With the price of petrol passing the 5 Turkish liras (1.5 USD) per liter the small tank of my 600 cc single cylinder is now well above 18 US dollars or 16 Euros and it does not take me for more than 200 Km.
To cover the distance from home to Istanbul it will cost me around 80 Euros for petrol only plus maintenance, oil, insurance and personal expenses.
Let say 110 Euros if one can survive 800 K on solo sandwiches and water.
For half of this price I can fly from home (15 K from regional airport) to Istanbul SAW. I agree not as funny as riding but it makes one think.
And thinking I was in one of the first “spring” outing this March when I stopped at a road side quite capacious restaurant and I contemplated the 20 or more bikes parked outside: the total amount of capital represented by these vehicles would have bought the whole establishment and, in the words of one biker, maybe the petrol station attached to it.
Surely, the waiter serving us should have saved the entire salary for a period of three years to buy the cheapest of the bikes present.
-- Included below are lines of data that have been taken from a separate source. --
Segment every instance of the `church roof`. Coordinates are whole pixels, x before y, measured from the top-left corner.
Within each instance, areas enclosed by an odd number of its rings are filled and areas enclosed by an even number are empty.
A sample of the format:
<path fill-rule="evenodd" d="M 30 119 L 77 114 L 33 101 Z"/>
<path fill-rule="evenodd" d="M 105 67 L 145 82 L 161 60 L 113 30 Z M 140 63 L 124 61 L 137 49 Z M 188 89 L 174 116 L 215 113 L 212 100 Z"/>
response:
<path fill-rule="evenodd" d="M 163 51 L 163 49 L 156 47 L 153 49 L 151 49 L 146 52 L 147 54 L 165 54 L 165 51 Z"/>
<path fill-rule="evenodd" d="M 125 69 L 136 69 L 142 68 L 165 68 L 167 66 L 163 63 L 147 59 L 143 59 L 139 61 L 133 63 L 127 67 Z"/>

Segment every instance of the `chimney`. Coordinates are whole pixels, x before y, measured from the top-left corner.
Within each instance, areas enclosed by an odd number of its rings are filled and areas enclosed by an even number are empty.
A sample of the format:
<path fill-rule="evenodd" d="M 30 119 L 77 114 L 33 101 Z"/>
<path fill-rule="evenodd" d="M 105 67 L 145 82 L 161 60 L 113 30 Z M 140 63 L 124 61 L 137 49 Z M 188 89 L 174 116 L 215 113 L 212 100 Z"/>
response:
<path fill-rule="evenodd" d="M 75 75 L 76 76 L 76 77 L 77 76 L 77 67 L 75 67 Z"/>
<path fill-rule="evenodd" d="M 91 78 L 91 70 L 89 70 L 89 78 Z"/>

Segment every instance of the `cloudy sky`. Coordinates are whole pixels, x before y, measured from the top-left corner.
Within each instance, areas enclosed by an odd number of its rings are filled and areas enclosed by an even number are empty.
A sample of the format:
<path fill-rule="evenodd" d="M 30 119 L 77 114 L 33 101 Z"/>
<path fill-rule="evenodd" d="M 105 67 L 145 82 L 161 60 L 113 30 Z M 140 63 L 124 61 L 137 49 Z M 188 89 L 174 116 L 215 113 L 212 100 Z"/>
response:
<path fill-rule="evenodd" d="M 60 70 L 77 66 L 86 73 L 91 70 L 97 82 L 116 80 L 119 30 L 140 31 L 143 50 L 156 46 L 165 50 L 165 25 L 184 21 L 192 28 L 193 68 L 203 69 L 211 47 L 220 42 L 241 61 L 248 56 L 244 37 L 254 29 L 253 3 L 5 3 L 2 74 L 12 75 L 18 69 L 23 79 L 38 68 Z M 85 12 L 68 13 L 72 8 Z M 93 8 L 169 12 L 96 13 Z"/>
25.000 Euros (at March 2017 equal to almost 100.000 Turkish lira with Gross Minimum Wage at 1.800 TL) will buy you in BMW Istanbul a new BMW GS Adventure. In theory and in practice a family of three with father as only worker must live four and half year on the same amount. It makes you think as it makes you think the contrast between the news from countries at war and the misery for families and children coming in the same TV program five minutes before the showing of costly and futile event as the Milano Moda fashion show. It makes one think and it hurts.
Still, buying the bike is not all: one can always put two and half years of the same father’s salary and buy (51.000 Tl) a more “modest” Suzuki V Strom 650XT.
Unfortunately, it looks like very few bikers today have a minimalist or parsimonious attitude when coming to accessory or “farkling”.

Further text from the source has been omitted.